In Punjab, 25% cotton crop gone & counting

Jaswinder Singh Baidwan

Akhran da mureed
Staff member
Whitefly has returned to haunt Punjab farmers. Preliminary reports of a survey show that at least 1.30 lakh hectares of the 4.50 lakh hectares cotton crop in the state have been attacked so far this year.
The survey, undertaken by the Revenue Department in collaboration with the Agriculture Department, was carried out on the orders of Chief Minister Parkash Singh Badal.
A Deputy Director (Agriculture), requesting anonymity, said cotton crop in approximately 25 per cent of the total area had been affected significantly. Sources in the Revenue Department said until Monday, out of approximately 11,800 acres area ploughed back by farmers, at least 5,200 acres fell in Muktsar, 550 in Mansa, 3,700 in Fazilka, 400 in Faridkot and 2,100 acres in Bathinda. The crop in Barnala, too, has been affected.
A senior officer at the Punjab Agricultural University (PAU) said despite “girdawari” and compensation, affected farmers would not be able to cope with the total loss. “From the time of sowing to a little before harvesting, a farmer invests not less than Rs 20,000 per hectare. The compensation he gets is not more than Rs 5,000 per hectare, which is just the cost of sowing,” he said.
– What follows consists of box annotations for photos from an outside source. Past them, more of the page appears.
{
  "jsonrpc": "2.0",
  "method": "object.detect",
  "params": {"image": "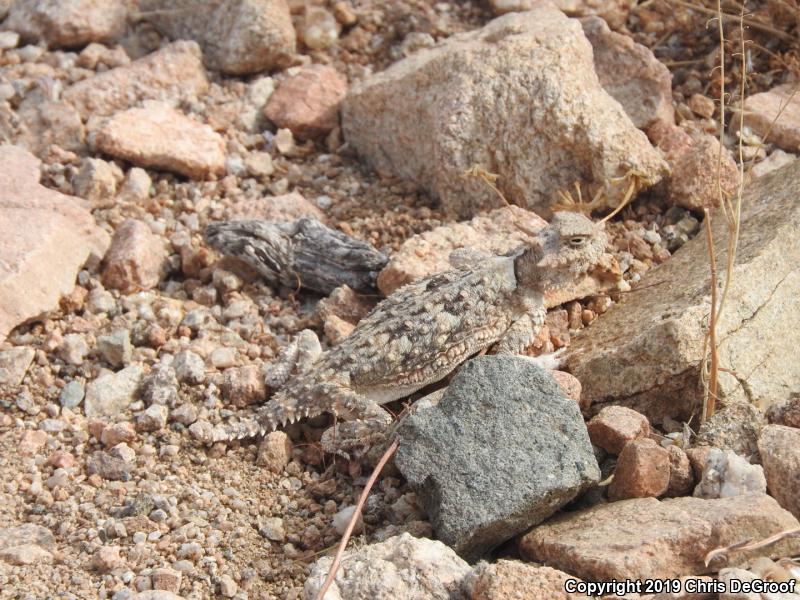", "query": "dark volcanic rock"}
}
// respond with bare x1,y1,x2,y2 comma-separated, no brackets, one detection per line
395,356,600,560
The Congress blames poor quality pesticides for the loss. Former party MLA Sukhpal Khaira said: “The PAU had recommended good quality pesticides — Spiromesifen, Polo and Trisophas (Markfed) — which were available for less than Rs 3,000 per litre. But, farmers were forced to buy a substandard option at a higher cost of Rs 3,550 per litre because of the direct interference of the Agriculture Director.”
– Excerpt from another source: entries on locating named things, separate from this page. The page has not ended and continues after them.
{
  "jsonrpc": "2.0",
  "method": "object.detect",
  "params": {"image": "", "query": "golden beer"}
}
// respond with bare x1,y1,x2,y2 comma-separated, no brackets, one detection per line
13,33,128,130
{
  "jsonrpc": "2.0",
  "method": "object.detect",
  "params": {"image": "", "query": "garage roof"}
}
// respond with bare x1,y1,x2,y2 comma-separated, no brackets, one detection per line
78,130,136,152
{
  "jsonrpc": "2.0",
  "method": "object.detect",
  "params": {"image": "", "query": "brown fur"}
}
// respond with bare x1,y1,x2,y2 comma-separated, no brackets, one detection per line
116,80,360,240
Congress Legislature Party leader Sunil Jakhar had recently said that whiteflies, which attack Bt Cotton, had become resistant to pesticides. “Even if we throw whiteflies in a container of pesticide, they start swimming in it,” he had said. The CM had recently announced a compensation of Rs 10 crore for the affected farmers after directing the state police department to collect 208 samples of substandard pesticides from dealers in the Malwa belt.
After a tardy lifting of wheat followed by an abysmally poor response to potato crop, farmers are on the verge of a collapse with a failed cotton crop. Ram Singh Bhenibagha, president of the Bhartiya Kisan Union (Ekta Ugraha), Mansa, said: “The compensation amount hardly meets the input costs of a farmer and leaves no scope for an easy bounce back.”
Majority of a dozen farmers who committed suicide this year were those who had taken land on contract. Baljinder Singh of Musa village had consumed pesticide. He had sown cotton on his 2.5 acres besides three acres he had taken on contract. Surat Singh, 45, of Achanak village committed suicide after a complete crop loss due to whitefly attack in two acres of his land besides a huge tract of 15 acres he had taken on contract.
Leading agro economist Prof SS Johl said: “Whiteflies multiply very quickly. Farmers need to react to the very first sight of a blot on leaves.”
Kheti Virasat Mission’s Umendra Dutt blamed the PAU and the Agriculture Department for recommending similar pesticides to farmers year after year even when it was scientifically proven that pests had developed resistance to the ones used for a long time.